Wrapped in a crispy spiral of smoked bacon, and glistening under a sweet shellac of bourbon-brown sugar glaze, these incredible shrimp disappeared in the blink of an eye. A pound of shrimp was a severe underestimation, and hardly came close to satisfying the six of us. Really, I should have known, considering my dad’s champion-worthy shrimp-eating skills. But truly, a bit of a shortage can be a good thing too. It’s always good to leave everyone aching for just a little more ;).
On their own, these shrimp were near perfection. But dunked in the lusciously smooth tomato-bourbon aioli, they were out of this world. Colored a creamy pinkish-orange, with a green confetti swirl of chopped fresh tarragon, this sauce was as pretty as it was tasty. And boasting a boozy undercurrent of bourbon and a tangy kick of sweet tomato, it was a spot-on complement to the bacon-wrapped shrimp. Next time you think of serving boring old shrimp cocktail, think of this instead. I promise, you’ll knock the socks off of anyone who takes a bite.

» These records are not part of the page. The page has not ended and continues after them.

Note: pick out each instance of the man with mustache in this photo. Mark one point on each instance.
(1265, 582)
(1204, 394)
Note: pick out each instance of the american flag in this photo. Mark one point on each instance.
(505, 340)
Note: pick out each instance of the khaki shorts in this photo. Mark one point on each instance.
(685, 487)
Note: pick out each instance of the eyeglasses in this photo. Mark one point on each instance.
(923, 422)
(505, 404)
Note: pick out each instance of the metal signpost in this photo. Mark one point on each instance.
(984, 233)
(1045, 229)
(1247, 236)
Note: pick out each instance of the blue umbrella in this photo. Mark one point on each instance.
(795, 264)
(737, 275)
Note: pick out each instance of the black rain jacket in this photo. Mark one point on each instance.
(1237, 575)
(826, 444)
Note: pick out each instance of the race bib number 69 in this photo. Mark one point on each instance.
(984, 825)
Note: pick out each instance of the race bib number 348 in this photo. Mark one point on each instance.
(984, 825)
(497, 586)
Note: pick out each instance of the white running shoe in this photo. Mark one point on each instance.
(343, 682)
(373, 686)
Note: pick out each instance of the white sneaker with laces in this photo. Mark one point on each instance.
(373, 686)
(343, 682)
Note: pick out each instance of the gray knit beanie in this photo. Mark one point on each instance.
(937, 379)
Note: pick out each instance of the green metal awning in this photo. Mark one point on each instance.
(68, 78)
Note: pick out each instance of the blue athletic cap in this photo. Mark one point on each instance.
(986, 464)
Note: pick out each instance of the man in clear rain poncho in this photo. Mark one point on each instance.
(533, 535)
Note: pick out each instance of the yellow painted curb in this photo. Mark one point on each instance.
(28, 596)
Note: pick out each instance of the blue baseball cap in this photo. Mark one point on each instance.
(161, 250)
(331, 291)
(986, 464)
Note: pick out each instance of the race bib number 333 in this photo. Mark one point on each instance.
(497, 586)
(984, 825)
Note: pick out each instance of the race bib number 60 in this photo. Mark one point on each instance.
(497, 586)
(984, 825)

Next up, the gumbo. Standing in for game day chili, this traditional Louisiana stew was a touchdown all around. Chock full of all sorts of goodness – smoky andouille sausage, pink curls of sweet shrimp, mini green wagon wheels of okra and the holy Cajun trinity of onions, celery and bell pepper – and topped with a scoop of brown rice and good pungent pinch of sliced green onions, it was in my book, exactly what you want, when you want gumbo. As far as gumbos go, this one earns a solid A, and from this day forward, this will be my official gumbo recipe.

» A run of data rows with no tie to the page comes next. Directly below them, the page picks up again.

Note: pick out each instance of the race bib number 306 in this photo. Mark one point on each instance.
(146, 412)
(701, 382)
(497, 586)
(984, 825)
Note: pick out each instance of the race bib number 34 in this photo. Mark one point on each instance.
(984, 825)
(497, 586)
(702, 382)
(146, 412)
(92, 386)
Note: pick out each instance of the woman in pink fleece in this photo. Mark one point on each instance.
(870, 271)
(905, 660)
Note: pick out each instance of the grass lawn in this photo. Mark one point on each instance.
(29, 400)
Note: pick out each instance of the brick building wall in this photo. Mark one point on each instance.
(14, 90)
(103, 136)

But like the artichoke dip, the gumbo was a bit over-shadowed by the other dishes. I have to say, the MVP of the day was the muffuletta sandwich.
Layer upon layer of spectacular ingredients, this sandwich was a sight to behold. And it was so completely delicious, maybe the best sandwich I’ve ever eaten. Close to it at any rate.
I think the incredibleness of this sub all starts with the olive salad, a rainbow of vegetables – slices of deep purple kalamatas and drab olive-green olives, neon-green ribbons of spicy peppers, glistening pickled bright orange carrots and pale green celery, slivers of pure white garlic and jade green flecks of fresh herbs. Like a bowl-full of jewels. I hate to dwell on aesthetics, when it’s the taste that ultimately counts, but in my mind, the sheer beauty of this salad will always win out over its admittedly equal deliciousness. Just look.
So it all starts with the olive salad. But every last component of this sandwich was equally important to its ultimate success. The crusty Italian bread. The melty provolone cheese. The deep pink ribbons of salty cured meats. The peppery leaves of baby arugula. And oh, the blistered and caramelized slow-roasted tomato slices. Each delicious layer piled high atop the next, all of it hot and toasty from the oven.
To add a bit of sweetness to our savory spread, I made my old favorite, chocolate brownies, and a new favorite too, caramel nut bars. A recipe of Martha Stewart’s, these are absolutely one-hundred percent incredible. With a flaky cookie base and a thick, gooey topping of salty golden caramel, all studded with toasted pecans, peanuts and cashews, these are the richest, most ridiculously decadent things around. And when it comes to my favorite desserts, they take top honors in the bar category. Maybe even above brownies. Or maybe tied, I don’t know. Maybe there’s no need to qualify their magnificence.
Needless to say, the brownies and caramel nut bars were a perfect capstone in our Super Bowl smorgasbord. And a great touch of sweetness in an altogether super night.